The Small Pressurized Rover
Both the Apollo LRV and the space truck were and will be operated by astronauts in space suits. That means lunar exploration is limited by the length of life support the suits provide. Another downside of unpressurized rovers is that they don't protect the astronauts from solar flare events, which can potentially expose them to lethal doses of radiation. But a rover with a pressurized environment would allow astronauts to explore more of the moon and offer an emergency shelter from unexpected solar events.
That's the idea behind NASA's small pressurized rover. The SPR consists of a pressurized habitat module mounted on the lunar truck chassis. From the SPR, astronauts could explore the moon's surface from a cockpit with a wide field of view. They could also equip the module as a field science station. In fact, the SPR can go pretty much anywhere the lunar truck goes.
The rover's habitat module (or living environment) would allow two astronauts -- four in emergencies -- to live and work comfortably in a "shirt-sleeve environment" for up to three days. A shirt-sleeve environment just means one in which the astronauts don't have to wear their space suits. The lunar base is another such environment.
The pressurized module has a small bathroom, a misting showerhead for sponge baths, privacy curtains, cabinets for tools, workbench areas and two crew seats that fold back into beds. The astronauts have to rehydrate food packs because there is no kitchen. All of the features are space-saving. During field tests in Arizona, astronaut Mike Gernhardt reported that it felt comfortable, even like the space shuttle [source: NASA].
Astronauts can enter and exit the module from one shirt-sleeve environment to another by using an airlock docking hatch. They can also exit and enter the rover directly into their space suits through the suitport without having to depressurize the habitat module. That's a feat that Apollo astronauts would envy since they had to depressurize and repressurize the entire lunar module when they exited and re-entered. And unlike Apollo, astronauts wouldn't have to bring their dusty space suits inside, thereby keeping the habitat's inside cleaner. In tests of the suitport, astronauts can don space suits in 10 minutes or less.

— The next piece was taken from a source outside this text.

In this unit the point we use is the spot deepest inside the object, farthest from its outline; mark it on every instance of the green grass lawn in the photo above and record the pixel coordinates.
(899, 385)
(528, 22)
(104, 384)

Inside any habitat, like the lunar module or space shuttle, the instruments generate heat. To maintain a constant internal temperature, excess heat must be rejected into outer space. The lunar module rejected heat energy by evaporating water. The space shuttle uses radiators. The SPR habitat module rejects internal heat by melting ice in an ice lock around the suitport, which reduces the amount of water that the rover must carry.